Coderre, who recovered long-repressed memories of the molestation during clinical treatment for drug and alcohol abuse in 1997, was one of 16 plaintiffs who settled sex-abuse lawsuits against the Diocese of Tucson late last month. He contacted his lawyer, Lynne Cadigan, after reading a newsreport of another suit she filed on behalf of a former altar boy at the same parish.

Several times when he was an altar boy, Coderre said during an interview in his lawyer's office, a visiting priest he remembers as Father Luke was the only one in the dressing room when Coderre showed up for practice.

That's when the priest molested him, Coderre said.

Coderre told his parents.
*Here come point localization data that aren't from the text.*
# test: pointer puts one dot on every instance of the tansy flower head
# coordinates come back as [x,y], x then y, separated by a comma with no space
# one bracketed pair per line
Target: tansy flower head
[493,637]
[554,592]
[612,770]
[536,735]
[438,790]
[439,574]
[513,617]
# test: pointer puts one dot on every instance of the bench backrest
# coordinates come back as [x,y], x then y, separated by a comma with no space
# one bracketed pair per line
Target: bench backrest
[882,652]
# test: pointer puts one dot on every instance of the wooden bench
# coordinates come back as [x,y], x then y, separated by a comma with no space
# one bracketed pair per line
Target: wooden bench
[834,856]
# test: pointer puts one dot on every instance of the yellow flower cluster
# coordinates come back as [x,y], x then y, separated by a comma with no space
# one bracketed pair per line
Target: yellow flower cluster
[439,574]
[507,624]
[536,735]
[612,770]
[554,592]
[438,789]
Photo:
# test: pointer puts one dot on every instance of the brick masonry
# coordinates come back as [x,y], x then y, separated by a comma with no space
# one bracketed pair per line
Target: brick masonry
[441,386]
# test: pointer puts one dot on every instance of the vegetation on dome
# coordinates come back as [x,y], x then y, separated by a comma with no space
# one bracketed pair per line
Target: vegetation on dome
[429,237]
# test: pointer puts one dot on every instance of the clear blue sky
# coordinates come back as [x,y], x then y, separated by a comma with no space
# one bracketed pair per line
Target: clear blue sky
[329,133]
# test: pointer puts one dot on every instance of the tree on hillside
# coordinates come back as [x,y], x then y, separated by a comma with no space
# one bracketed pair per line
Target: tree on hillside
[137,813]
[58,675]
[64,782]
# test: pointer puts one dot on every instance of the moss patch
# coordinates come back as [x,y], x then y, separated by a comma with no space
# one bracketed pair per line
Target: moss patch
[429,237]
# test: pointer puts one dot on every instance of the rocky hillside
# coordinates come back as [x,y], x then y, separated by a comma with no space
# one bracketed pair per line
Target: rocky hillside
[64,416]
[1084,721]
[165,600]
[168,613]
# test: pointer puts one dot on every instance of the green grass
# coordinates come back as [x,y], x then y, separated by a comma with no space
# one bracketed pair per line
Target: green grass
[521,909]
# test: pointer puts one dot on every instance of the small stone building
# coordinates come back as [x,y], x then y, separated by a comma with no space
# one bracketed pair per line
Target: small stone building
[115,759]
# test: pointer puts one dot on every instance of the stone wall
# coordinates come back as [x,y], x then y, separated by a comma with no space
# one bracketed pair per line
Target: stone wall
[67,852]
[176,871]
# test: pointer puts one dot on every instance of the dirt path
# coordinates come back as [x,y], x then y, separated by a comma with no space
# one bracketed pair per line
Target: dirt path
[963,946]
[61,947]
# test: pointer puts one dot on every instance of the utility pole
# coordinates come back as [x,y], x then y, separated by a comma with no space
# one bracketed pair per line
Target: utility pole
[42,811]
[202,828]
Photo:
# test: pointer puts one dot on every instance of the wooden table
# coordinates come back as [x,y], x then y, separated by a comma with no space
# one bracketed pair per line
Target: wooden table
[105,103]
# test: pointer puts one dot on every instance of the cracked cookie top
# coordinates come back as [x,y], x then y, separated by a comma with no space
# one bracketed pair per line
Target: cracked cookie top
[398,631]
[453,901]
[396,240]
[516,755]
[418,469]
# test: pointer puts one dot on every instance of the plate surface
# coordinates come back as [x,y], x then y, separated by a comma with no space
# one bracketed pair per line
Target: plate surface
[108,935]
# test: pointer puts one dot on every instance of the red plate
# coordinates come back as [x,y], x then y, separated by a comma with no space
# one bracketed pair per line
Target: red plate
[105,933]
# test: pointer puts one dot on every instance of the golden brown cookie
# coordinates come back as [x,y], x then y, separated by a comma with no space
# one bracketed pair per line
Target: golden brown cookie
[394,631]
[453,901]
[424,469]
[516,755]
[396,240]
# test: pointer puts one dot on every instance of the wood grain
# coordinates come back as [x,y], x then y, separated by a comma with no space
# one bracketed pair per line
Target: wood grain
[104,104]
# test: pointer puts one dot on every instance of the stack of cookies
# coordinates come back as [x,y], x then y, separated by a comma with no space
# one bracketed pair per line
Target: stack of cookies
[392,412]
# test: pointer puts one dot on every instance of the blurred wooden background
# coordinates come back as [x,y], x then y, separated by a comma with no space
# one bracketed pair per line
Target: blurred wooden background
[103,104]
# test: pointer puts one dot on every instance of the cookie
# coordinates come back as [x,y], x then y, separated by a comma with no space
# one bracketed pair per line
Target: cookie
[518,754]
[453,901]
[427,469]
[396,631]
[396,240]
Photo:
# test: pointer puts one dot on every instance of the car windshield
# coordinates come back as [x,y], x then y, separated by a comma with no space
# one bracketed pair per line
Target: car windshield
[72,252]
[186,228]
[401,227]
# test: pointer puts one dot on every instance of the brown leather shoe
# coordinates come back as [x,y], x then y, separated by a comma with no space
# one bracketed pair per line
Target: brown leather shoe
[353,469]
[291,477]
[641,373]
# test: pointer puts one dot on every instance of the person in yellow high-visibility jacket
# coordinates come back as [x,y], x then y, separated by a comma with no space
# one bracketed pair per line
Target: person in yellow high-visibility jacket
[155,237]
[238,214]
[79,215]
They complained to the parish priest, the Rev.William Byrne.

"Father Byrne suggested that I was lying or exaggerating or making things up, and asked my parents if it would be OK if it was handled just inside the church," Coderre said.

Coderre's parents agreed.

What they didn't know, but church officials did, according to Coderre's suit, was that Luke had been arrested three months earlier for molesting children and had a history of such abuse at a mission outside Yuma.

Byrne's reasons for protecting Luke might have been personal, according to documents filed by lawyers. Byrne, who died in 1991 of a brain tumor, was suspected of molesting boys himself.

In a separate lawsuit that was part of last month's settlements, victims alleged Byrne molested two boys who were brothers while he was an associate pastor at a Phoenix church. They claim that in the summers of 1968 and 1969, Byrne took the boys to a church camp in Clifton where he gave them cigarettes and alcohol, showed them pornographic movies, let them drive cars without licenses and sexually molested them.

Lawyers for the 16 plaintiffs contend Byrne and another priest he once supervised, Monsignor Robert Trupia, had relationships with some of the same altar boys.

Trupia and the Rev. Michael Teta, who was also named in the sex-abuse suits, served at Our Mother of Sorrows parish under the late Byrne. Trupia and Teta have been suspended from duties. Luke is believed to have died in prisonwhile serving a sentence for child abuse.

Coderre, a soft-spoken man who has worked as a parking garage attendant, department store salesman and Pizza Hut clerk, said he ran away from home shortly after his claims of abuse went unheeded.

He began using drugs and alcohol as a pre-teen and has always had difficulty forming trusting relationships. He was angry that his parents had taken the church's word over his. He said he is a spiritual man but has not attended the Catholic Church since he was molested.

For Coderre, the settlement means he can "hold (his) head up without walking around thinking that everybody is thinking that (he's) a liar."

"It's really helped with the healing process," he added.

He hopes to use some of his settlement money, the amount of which is confidential, to go to community college and get a degree in criminal justice.

The written apology he received from the bishops of the diocese brought him to tears, he said.

"It means the world to me," Coderre said. "They finally admitted it happened and said we're sorry and that we covered it up."

He said he wants to believe the church will respond differently to any new claims of sexual abuse.

"I want to hear a reassurance that the church is really going to change and take care of the kids," Coderre said. "That they're not going to put other people through it."